The Supreme Court had on December 9 asked the Center to form a committee to look into the plight of foreign medical graduates who have completed three semesters of their course through the online mode but have been rejected by the Centre. Not allowed to be registered under the developed scheme. On July 28, the mandatory internship required to practice medicine in India was extended to only students who were in the final year of their studies and who completed it before June 30 of the previous year. It did not apply to students in their last but one year of study.
“A very critical situation has arisen. The students have completed their course and it will not be possible for them to return to their respective institutions until the connection between them and their respective institutions is severed.
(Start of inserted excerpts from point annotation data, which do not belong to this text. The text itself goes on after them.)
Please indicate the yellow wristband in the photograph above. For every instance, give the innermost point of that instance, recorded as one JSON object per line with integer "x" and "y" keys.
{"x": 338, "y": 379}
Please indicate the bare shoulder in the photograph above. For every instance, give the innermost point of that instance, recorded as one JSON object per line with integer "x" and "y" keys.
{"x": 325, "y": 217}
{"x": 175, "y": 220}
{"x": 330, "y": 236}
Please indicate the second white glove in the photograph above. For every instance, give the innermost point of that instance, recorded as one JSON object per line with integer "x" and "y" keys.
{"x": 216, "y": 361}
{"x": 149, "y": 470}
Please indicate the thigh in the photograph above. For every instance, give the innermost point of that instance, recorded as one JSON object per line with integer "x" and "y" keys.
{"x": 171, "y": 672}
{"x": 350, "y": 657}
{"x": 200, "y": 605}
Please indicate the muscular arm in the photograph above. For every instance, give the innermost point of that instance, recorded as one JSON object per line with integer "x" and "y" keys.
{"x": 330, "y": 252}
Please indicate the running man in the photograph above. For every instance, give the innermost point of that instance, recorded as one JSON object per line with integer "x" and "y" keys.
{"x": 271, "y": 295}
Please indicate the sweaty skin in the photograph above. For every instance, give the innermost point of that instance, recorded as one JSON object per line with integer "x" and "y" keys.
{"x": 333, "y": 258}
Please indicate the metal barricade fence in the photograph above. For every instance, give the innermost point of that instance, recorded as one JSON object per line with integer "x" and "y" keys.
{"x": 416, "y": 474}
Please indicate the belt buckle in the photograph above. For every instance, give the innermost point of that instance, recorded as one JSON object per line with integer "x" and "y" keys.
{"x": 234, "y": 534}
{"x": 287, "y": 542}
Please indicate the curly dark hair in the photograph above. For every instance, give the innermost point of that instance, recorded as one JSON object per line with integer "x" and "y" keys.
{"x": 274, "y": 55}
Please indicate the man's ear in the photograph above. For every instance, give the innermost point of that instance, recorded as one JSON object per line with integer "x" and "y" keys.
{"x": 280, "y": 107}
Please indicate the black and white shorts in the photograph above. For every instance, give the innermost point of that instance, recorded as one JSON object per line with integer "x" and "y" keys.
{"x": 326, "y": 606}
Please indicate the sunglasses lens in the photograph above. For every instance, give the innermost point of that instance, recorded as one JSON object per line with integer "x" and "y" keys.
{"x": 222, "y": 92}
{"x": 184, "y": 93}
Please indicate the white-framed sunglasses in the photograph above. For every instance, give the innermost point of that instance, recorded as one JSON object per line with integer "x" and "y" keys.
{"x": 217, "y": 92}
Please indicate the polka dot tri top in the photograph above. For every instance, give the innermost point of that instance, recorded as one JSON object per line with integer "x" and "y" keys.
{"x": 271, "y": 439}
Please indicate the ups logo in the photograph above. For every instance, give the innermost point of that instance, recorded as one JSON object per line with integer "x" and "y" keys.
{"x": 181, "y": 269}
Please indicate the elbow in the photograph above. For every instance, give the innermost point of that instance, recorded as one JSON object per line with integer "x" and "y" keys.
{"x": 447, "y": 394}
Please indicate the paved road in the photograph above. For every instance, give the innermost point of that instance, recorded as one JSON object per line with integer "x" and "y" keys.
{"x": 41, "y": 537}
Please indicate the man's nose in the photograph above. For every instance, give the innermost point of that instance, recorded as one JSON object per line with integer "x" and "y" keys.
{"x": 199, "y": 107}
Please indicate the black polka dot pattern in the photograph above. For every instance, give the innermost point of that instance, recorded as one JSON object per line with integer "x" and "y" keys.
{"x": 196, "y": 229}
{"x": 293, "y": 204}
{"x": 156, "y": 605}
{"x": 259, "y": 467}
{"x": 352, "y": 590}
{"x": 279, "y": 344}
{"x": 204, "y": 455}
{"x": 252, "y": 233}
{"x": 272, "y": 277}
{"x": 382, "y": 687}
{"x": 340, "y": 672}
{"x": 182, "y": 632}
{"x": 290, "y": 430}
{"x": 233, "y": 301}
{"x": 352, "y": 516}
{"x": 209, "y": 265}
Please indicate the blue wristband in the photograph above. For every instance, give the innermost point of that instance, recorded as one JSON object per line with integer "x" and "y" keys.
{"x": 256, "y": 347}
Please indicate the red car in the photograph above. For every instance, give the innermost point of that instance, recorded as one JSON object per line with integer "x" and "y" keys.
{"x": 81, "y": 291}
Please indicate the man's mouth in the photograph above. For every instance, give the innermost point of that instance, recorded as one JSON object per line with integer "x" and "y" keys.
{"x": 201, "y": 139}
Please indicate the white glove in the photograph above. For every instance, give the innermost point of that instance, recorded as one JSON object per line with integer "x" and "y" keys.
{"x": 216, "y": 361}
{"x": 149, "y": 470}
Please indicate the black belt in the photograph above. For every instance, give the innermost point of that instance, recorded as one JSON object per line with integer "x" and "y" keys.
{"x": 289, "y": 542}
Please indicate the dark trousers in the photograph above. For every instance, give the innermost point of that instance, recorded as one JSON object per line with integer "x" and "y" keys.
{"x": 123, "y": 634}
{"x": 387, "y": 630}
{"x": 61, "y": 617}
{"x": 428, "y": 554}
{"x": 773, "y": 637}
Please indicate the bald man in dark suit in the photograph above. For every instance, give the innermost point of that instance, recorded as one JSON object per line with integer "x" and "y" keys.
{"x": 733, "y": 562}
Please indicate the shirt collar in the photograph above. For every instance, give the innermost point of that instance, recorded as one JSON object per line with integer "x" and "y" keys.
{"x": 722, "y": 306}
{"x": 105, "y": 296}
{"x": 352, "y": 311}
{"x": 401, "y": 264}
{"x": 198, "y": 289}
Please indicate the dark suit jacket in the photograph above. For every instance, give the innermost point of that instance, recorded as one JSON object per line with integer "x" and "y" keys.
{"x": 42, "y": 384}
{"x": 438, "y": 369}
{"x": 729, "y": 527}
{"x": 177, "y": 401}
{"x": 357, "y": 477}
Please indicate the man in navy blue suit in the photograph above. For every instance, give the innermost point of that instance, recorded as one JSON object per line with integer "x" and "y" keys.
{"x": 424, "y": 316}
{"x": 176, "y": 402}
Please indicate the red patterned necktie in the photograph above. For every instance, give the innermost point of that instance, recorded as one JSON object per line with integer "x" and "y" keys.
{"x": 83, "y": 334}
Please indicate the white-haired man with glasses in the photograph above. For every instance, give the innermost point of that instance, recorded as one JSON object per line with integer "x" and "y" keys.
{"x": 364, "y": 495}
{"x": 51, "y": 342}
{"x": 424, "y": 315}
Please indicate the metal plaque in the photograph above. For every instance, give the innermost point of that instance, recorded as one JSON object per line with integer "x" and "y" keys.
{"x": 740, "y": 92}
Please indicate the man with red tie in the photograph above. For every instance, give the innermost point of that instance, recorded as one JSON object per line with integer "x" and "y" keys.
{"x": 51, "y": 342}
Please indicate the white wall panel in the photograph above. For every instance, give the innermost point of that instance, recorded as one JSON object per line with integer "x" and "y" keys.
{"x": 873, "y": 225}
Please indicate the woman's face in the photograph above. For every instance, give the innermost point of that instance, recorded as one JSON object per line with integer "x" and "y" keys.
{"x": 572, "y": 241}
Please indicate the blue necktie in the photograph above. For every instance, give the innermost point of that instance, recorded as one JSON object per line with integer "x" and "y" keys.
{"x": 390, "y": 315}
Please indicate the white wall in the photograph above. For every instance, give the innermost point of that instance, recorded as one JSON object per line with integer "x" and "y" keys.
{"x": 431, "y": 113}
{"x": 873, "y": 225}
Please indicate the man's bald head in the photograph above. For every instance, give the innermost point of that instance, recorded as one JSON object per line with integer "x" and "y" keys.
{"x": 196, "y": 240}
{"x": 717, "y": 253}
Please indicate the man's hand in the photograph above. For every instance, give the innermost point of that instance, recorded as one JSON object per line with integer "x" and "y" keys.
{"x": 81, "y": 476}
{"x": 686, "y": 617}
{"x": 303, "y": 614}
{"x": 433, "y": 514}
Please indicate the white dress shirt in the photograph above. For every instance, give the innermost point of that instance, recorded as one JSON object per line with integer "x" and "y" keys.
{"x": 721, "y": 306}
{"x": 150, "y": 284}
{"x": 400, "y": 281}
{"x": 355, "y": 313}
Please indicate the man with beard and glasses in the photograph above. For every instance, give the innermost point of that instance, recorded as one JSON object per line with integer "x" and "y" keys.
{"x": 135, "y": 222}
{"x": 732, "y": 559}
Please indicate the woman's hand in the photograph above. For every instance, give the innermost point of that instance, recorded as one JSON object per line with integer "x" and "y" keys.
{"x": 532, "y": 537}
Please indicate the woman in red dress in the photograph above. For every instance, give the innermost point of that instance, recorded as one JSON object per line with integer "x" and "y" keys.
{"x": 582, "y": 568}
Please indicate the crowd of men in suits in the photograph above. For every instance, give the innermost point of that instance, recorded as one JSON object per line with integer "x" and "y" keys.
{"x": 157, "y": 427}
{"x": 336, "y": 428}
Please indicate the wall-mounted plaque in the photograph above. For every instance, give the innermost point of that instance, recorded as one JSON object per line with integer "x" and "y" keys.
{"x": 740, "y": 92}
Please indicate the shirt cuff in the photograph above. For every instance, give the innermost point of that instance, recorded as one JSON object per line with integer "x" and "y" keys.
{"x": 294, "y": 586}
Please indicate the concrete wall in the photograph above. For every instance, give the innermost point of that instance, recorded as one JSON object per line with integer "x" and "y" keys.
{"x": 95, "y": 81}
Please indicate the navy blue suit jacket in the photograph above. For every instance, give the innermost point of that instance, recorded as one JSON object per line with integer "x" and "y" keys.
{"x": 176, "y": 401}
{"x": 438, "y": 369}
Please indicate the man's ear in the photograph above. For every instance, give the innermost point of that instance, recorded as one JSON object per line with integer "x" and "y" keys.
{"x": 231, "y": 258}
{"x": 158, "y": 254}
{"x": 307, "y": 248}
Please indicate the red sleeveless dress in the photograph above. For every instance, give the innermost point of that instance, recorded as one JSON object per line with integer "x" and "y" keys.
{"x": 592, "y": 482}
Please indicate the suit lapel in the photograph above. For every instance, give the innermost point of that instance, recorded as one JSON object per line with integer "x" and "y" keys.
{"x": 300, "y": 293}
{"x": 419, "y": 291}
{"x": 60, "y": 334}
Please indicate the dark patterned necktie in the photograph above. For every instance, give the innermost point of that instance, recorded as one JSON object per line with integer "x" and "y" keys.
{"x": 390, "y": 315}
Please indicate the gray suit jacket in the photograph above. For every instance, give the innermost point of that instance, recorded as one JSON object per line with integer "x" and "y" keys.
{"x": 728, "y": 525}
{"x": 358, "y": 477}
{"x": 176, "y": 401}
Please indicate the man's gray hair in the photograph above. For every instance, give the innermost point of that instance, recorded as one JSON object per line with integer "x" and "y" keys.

To complete clinical training, the bench observed, asking the Center to set up a committee to deal with the “human problem”.
The court had requested the Ministry of Health, Ministry of Home Affairs and Ministry of External Affairs to provide a solution in consultation with the National Medical Council (NMC), observing, “We believe that the Union of India will Will give due importance. Look for our proposal and a solution for these students, who are undoubtedly an asset to the nation and especially when there is a dearth of doctors in the country.
These students had passed the Foreign Medical Graduate Examination (FMGE) but were not allowed to undertake the Compulsory Rotating Medical Internship (CRMI) for a period of two years so that they could not physically participate during the undergraduate period. Medicine course in a foreign institute. Under the July 28 scheme, the Center has provided the concession as a “one-time measure” to benefit those who were in their final year of studies.
The Center and the NMC have in the past taken their reservations to the court over extending the scheme beyond the middle of the final year. According to him, in a medical course, practical/clinical training is of utmost importance. Academic studies cannot take the form of practical training.
While the bench agreed with the stand, it kept in mind the agony faced by students whose entire careers were ruined and their families who had spent huge sums on their studies. Further, the bench observed that the situation of the CoVID-19 pandemic is “unthinkable” and “beyond human control”.